Is there any formula that gives the following specific product of two Hypergeometric functions $$_2 F_1(\alpha, \alpha+1 ; m ; z)\, _2 F_1(\alpha, \alpha+1 ; n ; z)\, , $$ for $m, n $ positive integers and $\alpha$ a positive half integer?

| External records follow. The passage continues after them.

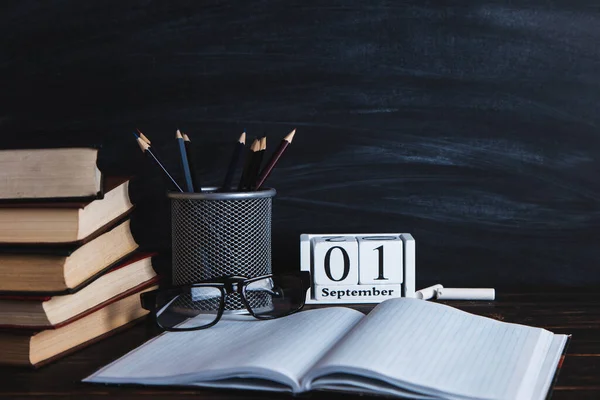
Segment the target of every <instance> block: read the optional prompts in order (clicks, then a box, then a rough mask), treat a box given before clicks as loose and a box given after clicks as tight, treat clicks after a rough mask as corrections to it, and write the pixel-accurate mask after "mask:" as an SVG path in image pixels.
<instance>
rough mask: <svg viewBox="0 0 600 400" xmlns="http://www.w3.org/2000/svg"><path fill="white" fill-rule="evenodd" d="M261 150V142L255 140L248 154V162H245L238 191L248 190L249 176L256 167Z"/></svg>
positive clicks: (238, 187) (247, 158)
mask: <svg viewBox="0 0 600 400" xmlns="http://www.w3.org/2000/svg"><path fill="white" fill-rule="evenodd" d="M259 149H260V141H259V140H258V139H254V142H252V144H251V145H250V149H249V150H248V153H247V154H246V161H245V162H244V169H243V170H242V177H241V178H240V183H239V185H238V190H240V191H241V190H244V189H246V186H247V182H248V175H249V174H250V173H251V168H252V166H253V165H254V162H255V158H256V153H258V150H259Z"/></svg>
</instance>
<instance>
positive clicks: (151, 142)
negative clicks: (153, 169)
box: [135, 128, 152, 145]
mask: <svg viewBox="0 0 600 400" xmlns="http://www.w3.org/2000/svg"><path fill="white" fill-rule="evenodd" d="M135 130H136V131H138V133H139V134H140V138H141V139H142V140H143V141H144V142H146V143H148V144H149V145H152V142H151V141H150V139H148V138H147V137H146V136H144V134H143V133H142V131H140V130H139V129H138V128H135Z"/></svg>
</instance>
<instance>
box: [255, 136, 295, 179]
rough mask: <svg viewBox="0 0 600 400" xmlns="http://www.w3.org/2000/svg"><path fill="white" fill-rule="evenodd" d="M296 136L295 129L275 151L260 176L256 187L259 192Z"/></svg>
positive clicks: (265, 166)
mask: <svg viewBox="0 0 600 400" xmlns="http://www.w3.org/2000/svg"><path fill="white" fill-rule="evenodd" d="M295 134H296V130H295V129H294V130H293V131H291V132H290V133H289V134H288V135H287V136H286V137H284V138H283V140H282V141H281V143H280V144H279V147H278V148H277V150H275V152H274V153H273V155H272V156H271V159H270V160H269V161H268V162H267V164H266V165H265V168H263V170H262V171H261V173H260V175H259V176H258V179H257V180H256V185H255V186H256V189H257V190H258V189H260V187H261V186H262V185H263V183H265V181H266V180H267V178H268V177H269V175H271V172H272V171H273V168H275V165H277V162H278V161H279V158H280V157H281V155H282V154H283V153H284V152H285V149H287V147H288V146H289V145H290V144H291V143H292V140H293V139H294V135H295Z"/></svg>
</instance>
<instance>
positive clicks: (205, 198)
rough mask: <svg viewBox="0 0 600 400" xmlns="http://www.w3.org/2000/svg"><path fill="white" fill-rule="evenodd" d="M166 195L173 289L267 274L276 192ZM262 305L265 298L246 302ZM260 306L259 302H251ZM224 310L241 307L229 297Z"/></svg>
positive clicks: (270, 243)
mask: <svg viewBox="0 0 600 400" xmlns="http://www.w3.org/2000/svg"><path fill="white" fill-rule="evenodd" d="M216 190H217V188H214V187H209V188H202V192H201V193H169V195H168V196H169V198H170V199H171V230H172V246H173V256H172V269H173V278H172V282H173V285H183V284H187V283H194V282H197V281H200V280H205V279H212V278H216V277H220V276H226V275H238V276H245V277H247V278H252V277H256V276H261V275H267V274H270V273H271V214H272V213H271V210H272V208H271V203H272V201H271V200H272V198H273V196H275V193H276V192H275V189H264V190H258V191H255V192H231V193H221V192H217V191H216ZM249 301H251V302H253V303H254V302H262V301H265V300H264V299H249ZM251 306H253V307H254V306H261V304H251ZM225 309H226V310H241V309H245V307H244V305H243V303H242V301H241V299H240V298H239V295H237V294H230V295H228V296H227V302H226V304H225Z"/></svg>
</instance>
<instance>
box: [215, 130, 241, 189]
mask: <svg viewBox="0 0 600 400" xmlns="http://www.w3.org/2000/svg"><path fill="white" fill-rule="evenodd" d="M245 146H246V131H244V132H243V133H242V134H241V135H240V138H239V139H238V141H237V142H236V144H235V148H234V149H233V154H232V155H231V161H230V162H229V167H228V168H227V174H226V175H225V179H224V180H223V185H222V186H221V190H222V191H224V192H227V191H229V189H231V182H232V181H233V176H234V175H235V171H236V170H237V167H238V164H239V163H240V159H241V155H242V150H244V147H245Z"/></svg>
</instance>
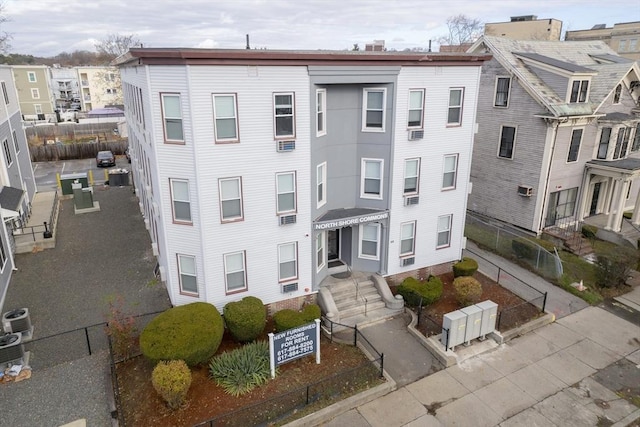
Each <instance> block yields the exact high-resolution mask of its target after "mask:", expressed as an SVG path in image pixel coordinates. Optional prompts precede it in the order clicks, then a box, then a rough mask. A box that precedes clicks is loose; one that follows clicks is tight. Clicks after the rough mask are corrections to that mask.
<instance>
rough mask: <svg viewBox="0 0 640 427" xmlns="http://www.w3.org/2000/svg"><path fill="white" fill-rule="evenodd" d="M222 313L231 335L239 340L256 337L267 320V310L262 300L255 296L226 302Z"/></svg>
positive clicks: (258, 335)
mask: <svg viewBox="0 0 640 427" xmlns="http://www.w3.org/2000/svg"><path fill="white" fill-rule="evenodd" d="M223 315H224V322H225V325H226V326H227V329H229V332H230V333H231V336H232V337H233V338H234V339H235V340H236V341H239V342H248V341H253V340H255V339H256V338H258V337H259V336H260V334H261V333H262V331H263V330H264V327H265V325H266V322H267V310H266V308H265V306H264V304H263V303H262V300H260V298H256V297H244V298H242V300H240V301H235V302H230V303H228V304H227V305H225V306H224V309H223Z"/></svg>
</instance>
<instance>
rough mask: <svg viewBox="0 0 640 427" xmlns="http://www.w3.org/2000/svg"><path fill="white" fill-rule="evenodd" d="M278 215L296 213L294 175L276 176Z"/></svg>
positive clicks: (295, 201) (288, 172) (295, 186)
mask: <svg viewBox="0 0 640 427" xmlns="http://www.w3.org/2000/svg"><path fill="white" fill-rule="evenodd" d="M276 192H277V205H278V206H277V211H278V214H282V213H286V212H295V211H296V173H295V172H283V173H277V174H276Z"/></svg>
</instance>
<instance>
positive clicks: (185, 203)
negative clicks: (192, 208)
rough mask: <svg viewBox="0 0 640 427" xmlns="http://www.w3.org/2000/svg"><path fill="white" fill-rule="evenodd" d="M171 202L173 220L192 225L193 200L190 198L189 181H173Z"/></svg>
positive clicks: (176, 180)
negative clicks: (192, 202)
mask: <svg viewBox="0 0 640 427" xmlns="http://www.w3.org/2000/svg"><path fill="white" fill-rule="evenodd" d="M170 182H171V200H172V204H173V220H174V221H176V222H183V223H191V200H190V197H189V181H186V180H182V179H171V180H170Z"/></svg>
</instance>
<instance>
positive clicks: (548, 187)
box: [536, 119, 566, 236]
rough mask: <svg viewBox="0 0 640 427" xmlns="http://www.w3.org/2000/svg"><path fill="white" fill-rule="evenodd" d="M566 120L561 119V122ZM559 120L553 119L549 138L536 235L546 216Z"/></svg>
mask: <svg viewBox="0 0 640 427" xmlns="http://www.w3.org/2000/svg"><path fill="white" fill-rule="evenodd" d="M565 121H566V119H565V120H563V121H562V123H564V122H565ZM560 123H561V122H560V121H557V120H554V122H553V124H552V126H553V139H552V140H551V155H550V156H549V166H548V167H547V176H546V178H545V184H544V194H543V197H542V209H541V210H540V223H539V224H538V230H536V235H538V236H539V235H540V233H541V232H542V229H543V224H544V221H545V219H546V218H547V215H546V212H545V208H546V206H547V197H548V196H549V180H550V176H551V165H552V164H553V154H554V153H555V150H556V140H557V139H558V128H559V127H560Z"/></svg>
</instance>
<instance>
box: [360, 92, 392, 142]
mask: <svg viewBox="0 0 640 427" xmlns="http://www.w3.org/2000/svg"><path fill="white" fill-rule="evenodd" d="M362 96H363V98H362V103H363V108H362V131H363V132H384V122H385V104H386V102H387V89H386V88H364V89H363V90H362Z"/></svg>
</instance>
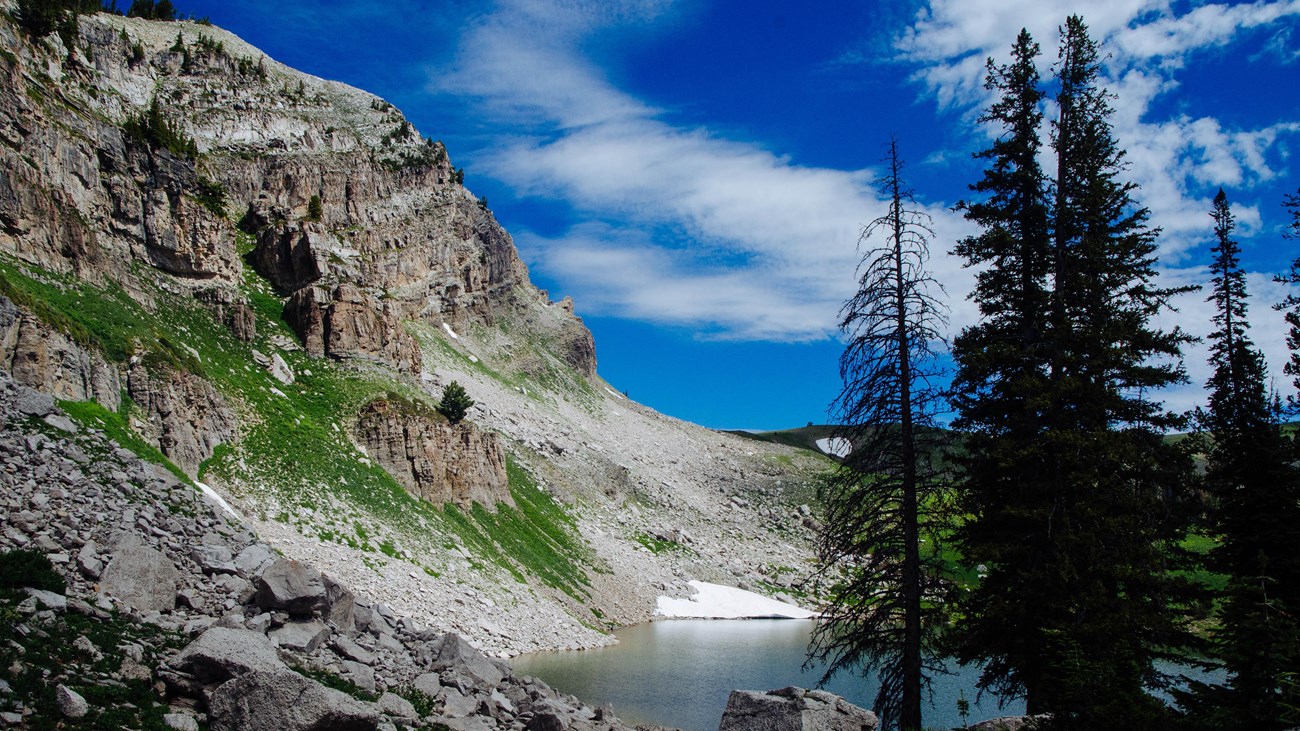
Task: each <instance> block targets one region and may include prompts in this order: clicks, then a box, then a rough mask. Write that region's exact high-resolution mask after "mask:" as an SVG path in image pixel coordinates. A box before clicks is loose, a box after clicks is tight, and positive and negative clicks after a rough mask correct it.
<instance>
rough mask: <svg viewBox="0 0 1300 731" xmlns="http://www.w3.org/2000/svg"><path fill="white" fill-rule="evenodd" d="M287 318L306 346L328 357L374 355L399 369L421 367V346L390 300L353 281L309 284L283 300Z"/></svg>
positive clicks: (310, 353) (304, 345) (414, 372)
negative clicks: (383, 305) (420, 352)
mask: <svg viewBox="0 0 1300 731" xmlns="http://www.w3.org/2000/svg"><path fill="white" fill-rule="evenodd" d="M285 320H286V321H287V323H289V324H290V325H291V326H292V328H294V330H295V332H296V333H298V337H299V338H302V341H303V345H304V346H305V347H307V352H308V354H311V355H316V356H322V355H329V356H330V358H337V359H341V360H342V359H347V358H372V359H376V360H380V362H382V363H387V364H389V366H391V367H393V368H396V369H398V371H406V372H411V373H419V372H420V364H421V355H420V346H419V343H416V342H415V338H412V337H411V336H408V334H407V333H406V330H403V329H402V323H400V320H399V319H398V315H396V312H394V307H393V306H391V304H386V306H380V304H377V303H376V302H374V300H373V299H372V298H370V297H369V295H368V294H365V291H363V290H361V289H359V287H356V286H355V285H348V284H341V285H337V286H334V290H333V291H328V290H325V287H318V286H307V287H303V289H300V290H298V291H295V293H294V294H292V297H290V298H289V302H286V303H285Z"/></svg>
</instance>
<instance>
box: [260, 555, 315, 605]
mask: <svg viewBox="0 0 1300 731" xmlns="http://www.w3.org/2000/svg"><path fill="white" fill-rule="evenodd" d="M325 598H326V597H325V580H324V578H322V576H321V572H320V571H317V570H316V568H313V567H312V566H311V565H309V563H305V562H303V561H291V559H287V558H281V559H277V561H276V562H274V563H272V565H270V566H268V567H266V570H265V571H263V572H261V576H259V578H257V606H260V607H261V609H263V610H266V611H272V610H277V609H279V610H283V611H287V613H289V614H292V615H298V617H304V615H311V614H313V613H318V611H320V610H321V609H322V607H324V606H325Z"/></svg>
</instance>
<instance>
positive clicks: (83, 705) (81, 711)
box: [55, 684, 90, 718]
mask: <svg viewBox="0 0 1300 731" xmlns="http://www.w3.org/2000/svg"><path fill="white" fill-rule="evenodd" d="M55 701H56V702H57V704H59V713H61V714H64V718H83V717H85V715H86V714H87V713H90V704H87V702H86V698H83V697H82V696H81V693H78V692H77V691H73V689H72V688H69V687H68V685H64V684H59V685H57V687H55Z"/></svg>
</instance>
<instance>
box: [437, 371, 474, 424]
mask: <svg viewBox="0 0 1300 731" xmlns="http://www.w3.org/2000/svg"><path fill="white" fill-rule="evenodd" d="M473 405H474V399H472V398H469V394H468V393H465V386H461V385H460V384H459V382H458V381H451V382H450V384H447V388H445V389H442V399H441V401H439V402H438V414H442V415H443V416H446V418H447V421H451V423H452V424H459V423H460V421H461V420H464V418H465V415H467V414H469V407H471V406H473Z"/></svg>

I am aware of the general formula in terms of a sum of $_4 F_3$'s, but I am looking for a formula that contains just a single $_p F_q$ which should exist according to "Higher Transcendental Functions, Vol. 1" by A. Erdelyi page 185.
A partial answer.
The coefficient of $z^u$ in $\phantom{}_2 F_1(\alpha,\alpha+1;m;z)$ is given by: $$ \frac{(-1+m)! (-1+a+u)! (a+u)!}{(-1+a)! a! u! (-1+m+u)!} $$ hence the coefficient of $z^u$ in $\phantom{}_2 F_1(\alpha,\alpha+1;m;z)\;\phantom{}_2 F_1(\alpha,\alpha+1;n;z)$ is given by:
$$ \sum_{k=0}^{u}\frac{(-1+m)! (-1+a+k)! (a+k)!}{(-1+a)! a! k! (-1+m+k)!}\cdot \frac{(-1+n)! (-1+a+u-k)! (a+u-k)!}{(-1+a)! a! (u-k)! (-1+n+u-k)!}$$ that should be manageable through Vandermonde's or Dixon's identity.